Import 'Stata' Data Files

Function to read and write the 'Stata' file format.


Package to read and write all Stata file formats (version 15 and older) into a R data.frame. The dta file format versions 102 to 118 are supported.

The function read.dta from the foreign package imports only dta files from Stata versions <= 12. Due to the different structure and features of dta 117 files, we wrote a new file reader in Rcpp.

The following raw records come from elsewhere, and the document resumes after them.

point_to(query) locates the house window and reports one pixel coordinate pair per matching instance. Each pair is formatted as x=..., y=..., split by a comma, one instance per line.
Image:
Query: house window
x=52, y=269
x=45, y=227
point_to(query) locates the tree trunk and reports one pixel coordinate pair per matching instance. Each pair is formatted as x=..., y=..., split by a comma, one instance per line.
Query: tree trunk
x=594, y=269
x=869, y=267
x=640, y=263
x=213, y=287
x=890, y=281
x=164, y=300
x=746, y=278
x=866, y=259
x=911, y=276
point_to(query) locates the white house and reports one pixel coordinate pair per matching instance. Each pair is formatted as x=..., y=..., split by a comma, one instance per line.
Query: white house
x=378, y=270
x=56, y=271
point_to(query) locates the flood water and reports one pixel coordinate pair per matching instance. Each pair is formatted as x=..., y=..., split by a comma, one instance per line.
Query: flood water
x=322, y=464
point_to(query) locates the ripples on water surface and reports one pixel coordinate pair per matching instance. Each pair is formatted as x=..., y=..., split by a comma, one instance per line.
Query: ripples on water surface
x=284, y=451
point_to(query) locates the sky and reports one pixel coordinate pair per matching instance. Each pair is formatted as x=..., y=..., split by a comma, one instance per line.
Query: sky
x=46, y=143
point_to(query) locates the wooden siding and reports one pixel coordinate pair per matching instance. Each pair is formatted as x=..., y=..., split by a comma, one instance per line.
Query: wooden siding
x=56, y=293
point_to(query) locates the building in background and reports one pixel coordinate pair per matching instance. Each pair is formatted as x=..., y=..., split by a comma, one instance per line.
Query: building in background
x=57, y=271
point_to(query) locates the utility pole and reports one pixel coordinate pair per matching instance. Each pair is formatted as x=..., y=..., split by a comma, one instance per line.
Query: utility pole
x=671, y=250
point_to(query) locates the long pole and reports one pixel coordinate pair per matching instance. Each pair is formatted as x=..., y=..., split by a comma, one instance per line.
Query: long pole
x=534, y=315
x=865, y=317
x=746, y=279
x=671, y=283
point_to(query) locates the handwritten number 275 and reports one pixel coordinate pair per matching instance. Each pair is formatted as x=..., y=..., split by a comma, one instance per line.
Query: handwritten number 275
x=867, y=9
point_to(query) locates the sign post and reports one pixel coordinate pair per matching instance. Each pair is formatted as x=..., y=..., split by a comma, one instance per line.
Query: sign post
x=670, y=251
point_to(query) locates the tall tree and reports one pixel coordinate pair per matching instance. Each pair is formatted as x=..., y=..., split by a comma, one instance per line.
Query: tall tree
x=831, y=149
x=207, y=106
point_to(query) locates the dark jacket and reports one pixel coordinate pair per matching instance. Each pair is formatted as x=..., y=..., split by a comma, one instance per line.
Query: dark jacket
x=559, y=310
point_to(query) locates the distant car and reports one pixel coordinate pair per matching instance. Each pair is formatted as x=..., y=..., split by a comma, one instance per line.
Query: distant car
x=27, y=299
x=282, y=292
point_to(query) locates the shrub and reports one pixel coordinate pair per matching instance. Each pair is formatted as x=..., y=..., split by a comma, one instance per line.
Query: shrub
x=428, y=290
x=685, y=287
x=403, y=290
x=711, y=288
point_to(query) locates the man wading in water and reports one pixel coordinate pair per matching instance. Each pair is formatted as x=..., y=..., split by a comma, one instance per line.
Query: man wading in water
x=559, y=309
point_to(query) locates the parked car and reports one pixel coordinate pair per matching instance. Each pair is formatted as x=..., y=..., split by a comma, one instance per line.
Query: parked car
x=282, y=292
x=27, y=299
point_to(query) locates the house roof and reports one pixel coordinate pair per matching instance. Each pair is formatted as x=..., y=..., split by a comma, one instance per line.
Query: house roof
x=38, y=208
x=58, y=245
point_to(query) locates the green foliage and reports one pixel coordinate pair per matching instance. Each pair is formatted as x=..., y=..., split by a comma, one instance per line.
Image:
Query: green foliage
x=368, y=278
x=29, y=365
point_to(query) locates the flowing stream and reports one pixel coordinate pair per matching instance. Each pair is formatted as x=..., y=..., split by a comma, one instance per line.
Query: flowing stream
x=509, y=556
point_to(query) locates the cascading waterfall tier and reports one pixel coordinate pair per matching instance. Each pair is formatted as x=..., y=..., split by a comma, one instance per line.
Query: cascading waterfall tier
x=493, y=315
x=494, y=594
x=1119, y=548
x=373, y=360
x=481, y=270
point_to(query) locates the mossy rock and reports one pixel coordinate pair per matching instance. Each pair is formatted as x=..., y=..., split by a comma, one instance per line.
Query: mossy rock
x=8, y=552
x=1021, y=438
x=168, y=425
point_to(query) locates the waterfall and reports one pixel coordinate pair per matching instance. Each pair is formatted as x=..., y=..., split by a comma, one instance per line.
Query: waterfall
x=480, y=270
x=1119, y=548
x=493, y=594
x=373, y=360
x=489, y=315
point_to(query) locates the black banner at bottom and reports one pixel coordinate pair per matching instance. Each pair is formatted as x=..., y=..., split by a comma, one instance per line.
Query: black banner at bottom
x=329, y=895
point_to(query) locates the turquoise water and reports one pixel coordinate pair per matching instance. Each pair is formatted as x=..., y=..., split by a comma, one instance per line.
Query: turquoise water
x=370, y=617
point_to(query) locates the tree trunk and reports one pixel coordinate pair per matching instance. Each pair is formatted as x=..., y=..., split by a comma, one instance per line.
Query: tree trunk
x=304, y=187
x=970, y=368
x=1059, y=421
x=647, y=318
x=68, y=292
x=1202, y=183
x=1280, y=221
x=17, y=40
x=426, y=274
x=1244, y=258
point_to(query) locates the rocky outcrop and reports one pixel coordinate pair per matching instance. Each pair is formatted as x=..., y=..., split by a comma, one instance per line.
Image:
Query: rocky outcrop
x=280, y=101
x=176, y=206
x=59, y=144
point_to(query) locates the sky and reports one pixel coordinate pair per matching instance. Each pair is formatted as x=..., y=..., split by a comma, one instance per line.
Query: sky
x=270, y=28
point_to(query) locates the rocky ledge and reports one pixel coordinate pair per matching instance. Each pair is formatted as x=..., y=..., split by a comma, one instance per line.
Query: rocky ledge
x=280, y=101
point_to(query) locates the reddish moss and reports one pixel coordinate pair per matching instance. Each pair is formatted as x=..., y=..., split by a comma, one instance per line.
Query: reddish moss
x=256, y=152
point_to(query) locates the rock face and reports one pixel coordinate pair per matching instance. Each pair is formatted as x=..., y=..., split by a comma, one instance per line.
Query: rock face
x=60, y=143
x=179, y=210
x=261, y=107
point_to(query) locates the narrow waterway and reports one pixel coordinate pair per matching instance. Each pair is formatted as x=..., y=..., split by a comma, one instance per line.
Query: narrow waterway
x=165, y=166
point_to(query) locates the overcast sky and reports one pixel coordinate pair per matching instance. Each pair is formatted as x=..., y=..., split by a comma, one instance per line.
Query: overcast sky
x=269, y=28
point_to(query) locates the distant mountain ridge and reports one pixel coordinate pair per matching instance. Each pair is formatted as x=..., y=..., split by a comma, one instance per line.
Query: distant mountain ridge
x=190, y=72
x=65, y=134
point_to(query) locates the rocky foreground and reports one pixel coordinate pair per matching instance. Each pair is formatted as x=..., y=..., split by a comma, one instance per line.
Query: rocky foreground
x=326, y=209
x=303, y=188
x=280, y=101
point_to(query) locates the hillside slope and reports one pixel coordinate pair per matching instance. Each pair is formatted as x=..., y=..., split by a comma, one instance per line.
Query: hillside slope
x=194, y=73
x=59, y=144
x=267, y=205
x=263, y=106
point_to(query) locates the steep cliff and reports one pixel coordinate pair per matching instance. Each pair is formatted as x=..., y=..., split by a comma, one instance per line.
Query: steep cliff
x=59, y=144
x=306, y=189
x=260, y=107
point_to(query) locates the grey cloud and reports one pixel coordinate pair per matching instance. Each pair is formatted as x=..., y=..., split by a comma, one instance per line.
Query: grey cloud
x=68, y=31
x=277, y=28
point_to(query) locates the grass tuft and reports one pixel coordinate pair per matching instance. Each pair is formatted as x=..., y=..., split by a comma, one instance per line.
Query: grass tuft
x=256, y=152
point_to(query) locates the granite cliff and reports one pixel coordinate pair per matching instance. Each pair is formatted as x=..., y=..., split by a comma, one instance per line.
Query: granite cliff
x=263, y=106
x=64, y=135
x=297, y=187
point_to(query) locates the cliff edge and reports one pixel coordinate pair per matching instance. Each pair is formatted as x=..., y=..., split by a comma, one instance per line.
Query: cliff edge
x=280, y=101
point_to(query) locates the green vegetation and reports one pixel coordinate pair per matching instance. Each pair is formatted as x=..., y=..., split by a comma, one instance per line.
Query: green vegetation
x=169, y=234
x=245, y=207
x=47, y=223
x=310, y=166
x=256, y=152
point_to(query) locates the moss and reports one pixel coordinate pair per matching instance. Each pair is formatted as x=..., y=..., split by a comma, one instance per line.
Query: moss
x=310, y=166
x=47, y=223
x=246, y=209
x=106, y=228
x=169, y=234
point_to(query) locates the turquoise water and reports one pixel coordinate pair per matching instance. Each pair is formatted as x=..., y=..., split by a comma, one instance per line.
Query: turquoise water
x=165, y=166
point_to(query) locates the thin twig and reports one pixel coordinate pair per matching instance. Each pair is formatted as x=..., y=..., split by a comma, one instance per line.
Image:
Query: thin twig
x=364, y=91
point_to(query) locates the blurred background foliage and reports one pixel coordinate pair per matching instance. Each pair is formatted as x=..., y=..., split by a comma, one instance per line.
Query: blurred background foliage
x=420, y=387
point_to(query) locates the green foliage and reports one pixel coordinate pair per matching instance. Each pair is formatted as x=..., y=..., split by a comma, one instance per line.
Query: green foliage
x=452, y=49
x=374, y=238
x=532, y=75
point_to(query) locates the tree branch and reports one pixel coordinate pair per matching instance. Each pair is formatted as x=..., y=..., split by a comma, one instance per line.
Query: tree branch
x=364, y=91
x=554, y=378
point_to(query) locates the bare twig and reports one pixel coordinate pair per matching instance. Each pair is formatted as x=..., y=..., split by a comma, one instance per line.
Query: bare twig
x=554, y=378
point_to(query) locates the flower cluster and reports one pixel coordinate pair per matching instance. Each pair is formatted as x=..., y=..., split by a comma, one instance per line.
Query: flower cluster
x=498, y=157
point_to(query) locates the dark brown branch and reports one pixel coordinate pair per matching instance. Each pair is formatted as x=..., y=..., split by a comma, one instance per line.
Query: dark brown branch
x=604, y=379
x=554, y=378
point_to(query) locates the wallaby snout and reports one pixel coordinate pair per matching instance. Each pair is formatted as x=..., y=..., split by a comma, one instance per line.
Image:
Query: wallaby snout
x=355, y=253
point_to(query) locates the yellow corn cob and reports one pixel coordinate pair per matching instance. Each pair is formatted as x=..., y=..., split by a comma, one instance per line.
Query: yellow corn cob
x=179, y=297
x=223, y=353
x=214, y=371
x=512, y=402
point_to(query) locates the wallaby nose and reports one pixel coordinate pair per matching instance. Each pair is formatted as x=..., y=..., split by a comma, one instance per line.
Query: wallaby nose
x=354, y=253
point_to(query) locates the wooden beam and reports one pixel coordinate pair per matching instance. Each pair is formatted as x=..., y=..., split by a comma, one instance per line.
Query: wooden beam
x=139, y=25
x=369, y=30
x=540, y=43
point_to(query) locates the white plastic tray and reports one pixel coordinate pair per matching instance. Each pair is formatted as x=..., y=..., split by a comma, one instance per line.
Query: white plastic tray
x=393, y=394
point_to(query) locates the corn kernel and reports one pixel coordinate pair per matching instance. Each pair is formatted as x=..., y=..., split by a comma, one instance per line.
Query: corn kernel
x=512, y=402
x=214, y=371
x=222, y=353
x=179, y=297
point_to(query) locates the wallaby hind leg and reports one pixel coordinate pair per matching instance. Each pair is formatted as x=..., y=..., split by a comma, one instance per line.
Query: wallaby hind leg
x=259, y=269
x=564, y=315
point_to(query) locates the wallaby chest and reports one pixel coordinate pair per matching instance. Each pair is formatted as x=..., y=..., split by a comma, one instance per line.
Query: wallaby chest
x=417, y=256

Additionally the package supports many features of the Stata dta format like label sets in different languages (?set.lang) or business calendars (?as.caldays).

Installation

The package is now hosted on CRAN.

install.packages("readstata13")

Usage

library(readstata13)
dat <- read.dta13("path to file.dta")
save.dta13(dat, file="newfile.dta")

Development Version

To install the current release from github you need the plattform specific build tools. On Windows a current installation of Rtools is necessary, while OS X users need to install Xcode.

# install.packages("devtools")
devtools::install_github("sjewo/readstata13", ref="0.9.2")

Older Versions of devtools require a username option:

install_github("readstata13", username="sjewo", ref="0.9.2")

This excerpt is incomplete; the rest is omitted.